My son (5) has always been highly energetic, running before he was 1. He has an amazing personality, able to befriend anyone, fun to be around, playful, intelligent and head strong. This is the side that alot of people see but my husband and I (40) along with close friends and family often see a different side. He can be very aggressive, angry (rarely cries), taunts us and his brother (3), screams and talks excessively loudly, wants to break everything, has no sense of danger so runs off, climbs, hits us to get a reaction, or slow repetitive kicks till we break, smirks when told to stop, doesn't care if we're annoyed or frustrated, wont eat dinner, can't sit still, runs circles round the lounge, will rarely play or be calm.
Alot of what he does is repetitive until one of the 3 us gets to breaking point. Well continually ask him to stop, talk about how it makes people feel, provide consequesces, time out, non of which helps. Hell only stop when we've cracked and yelled.

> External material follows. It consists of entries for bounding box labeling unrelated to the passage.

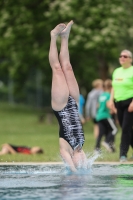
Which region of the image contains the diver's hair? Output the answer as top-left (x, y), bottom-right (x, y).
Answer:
top-left (121, 49), bottom-right (133, 58)
top-left (92, 79), bottom-right (103, 88)
top-left (104, 79), bottom-right (112, 90)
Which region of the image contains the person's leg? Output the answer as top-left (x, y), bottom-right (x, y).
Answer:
top-left (120, 108), bottom-right (133, 157)
top-left (49, 24), bottom-right (76, 171)
top-left (59, 21), bottom-right (79, 104)
top-left (95, 120), bottom-right (106, 150)
top-left (59, 21), bottom-right (87, 167)
top-left (49, 24), bottom-right (69, 111)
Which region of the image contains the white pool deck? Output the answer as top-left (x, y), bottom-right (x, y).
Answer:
top-left (0, 161), bottom-right (133, 165)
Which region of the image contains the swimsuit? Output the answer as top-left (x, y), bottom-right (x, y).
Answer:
top-left (10, 144), bottom-right (31, 154)
top-left (54, 96), bottom-right (85, 149)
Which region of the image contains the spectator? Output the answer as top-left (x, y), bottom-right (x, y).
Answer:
top-left (49, 21), bottom-right (87, 172)
top-left (109, 50), bottom-right (133, 162)
top-left (95, 79), bottom-right (117, 152)
top-left (85, 79), bottom-right (103, 138)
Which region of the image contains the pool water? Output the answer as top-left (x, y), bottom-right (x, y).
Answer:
top-left (0, 164), bottom-right (133, 200)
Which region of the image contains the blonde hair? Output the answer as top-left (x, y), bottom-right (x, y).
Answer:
top-left (121, 49), bottom-right (133, 58)
top-left (104, 79), bottom-right (112, 90)
top-left (92, 79), bottom-right (103, 88)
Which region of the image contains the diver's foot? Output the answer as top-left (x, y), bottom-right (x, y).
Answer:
top-left (51, 24), bottom-right (66, 37)
top-left (60, 20), bottom-right (73, 38)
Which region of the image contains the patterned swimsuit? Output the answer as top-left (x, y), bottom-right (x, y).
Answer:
top-left (54, 96), bottom-right (85, 149)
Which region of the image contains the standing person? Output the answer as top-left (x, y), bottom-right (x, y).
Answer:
top-left (49, 21), bottom-right (87, 172)
top-left (110, 50), bottom-right (133, 162)
top-left (85, 79), bottom-right (103, 138)
top-left (95, 79), bottom-right (117, 152)
top-left (79, 94), bottom-right (85, 124)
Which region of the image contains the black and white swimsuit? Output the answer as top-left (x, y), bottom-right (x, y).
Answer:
top-left (54, 96), bottom-right (85, 149)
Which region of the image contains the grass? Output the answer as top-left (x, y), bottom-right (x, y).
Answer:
top-left (0, 103), bottom-right (132, 162)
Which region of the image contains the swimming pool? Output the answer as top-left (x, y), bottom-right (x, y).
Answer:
top-left (0, 164), bottom-right (133, 200)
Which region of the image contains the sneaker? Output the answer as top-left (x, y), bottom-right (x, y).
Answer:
top-left (94, 148), bottom-right (101, 155)
top-left (120, 156), bottom-right (127, 162)
top-left (102, 141), bottom-right (112, 152)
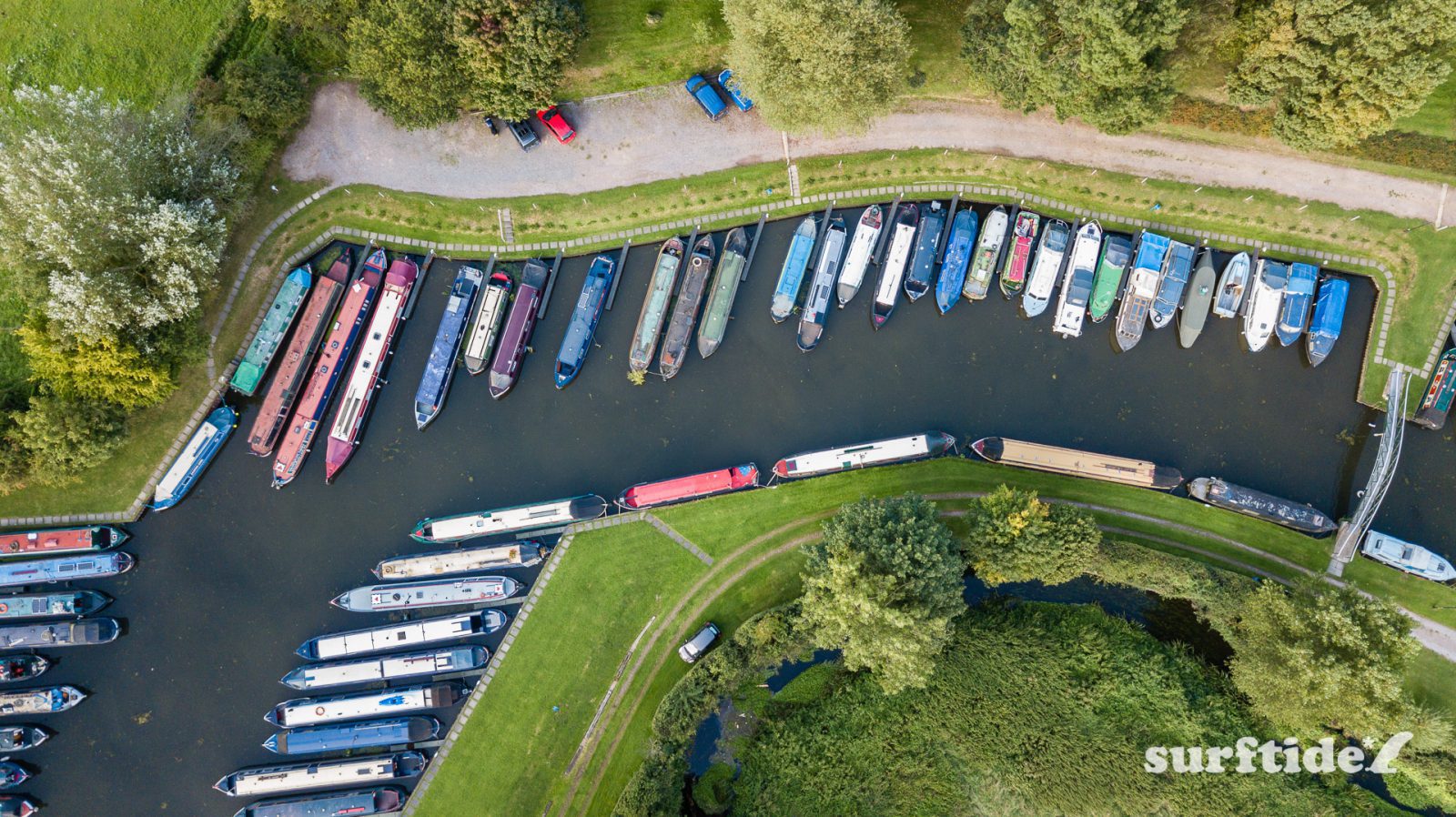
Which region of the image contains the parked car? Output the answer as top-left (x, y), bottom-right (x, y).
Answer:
top-left (677, 622), bottom-right (718, 664)
top-left (682, 75), bottom-right (728, 119)
top-left (718, 68), bottom-right (753, 111)
top-left (536, 105), bottom-right (577, 144)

For context, our 3 year old is the complete opposite and so we've noticed more recently just how much more difficult our eldest is.
We've always been told oh hes 2 that's what boys are like, and then oh hes 3 its fine and, hes 4 hes only young and then hes 5, he'll grow out it.
He also gets load of attention, one on one when we take him to clubs separately, out for bike rides etc and way more solo attention than his brother does.
Husband and I are utterly exhausted, theres no let up and were mentally drained. His personality makes it so hard to like him most of the time and its not enjoyable being with him. For that we feel like the worst parents ever.
Tonight I was putting him to bed and he said he hates me, I wasn't allowed to talk and couldn't be with him. Trying to get him to bed was a challenge, kicking me, fighting, trying to bite, smacking his head into my collar bone as I tried to hold and calm him down. Then when he was calm he slowly tried to bend my fingers back to see when id tell him to stop. I ended up just crying and for that he laughed at me but he did stop when he realised how upset I was. After putting him to bed he came down and shouted, 'I love you, dont cry'. I then put him back to bed.
It's like he only stops with extreme reactions from us. I'm exhausted, tired and feel like I want to run away for a break.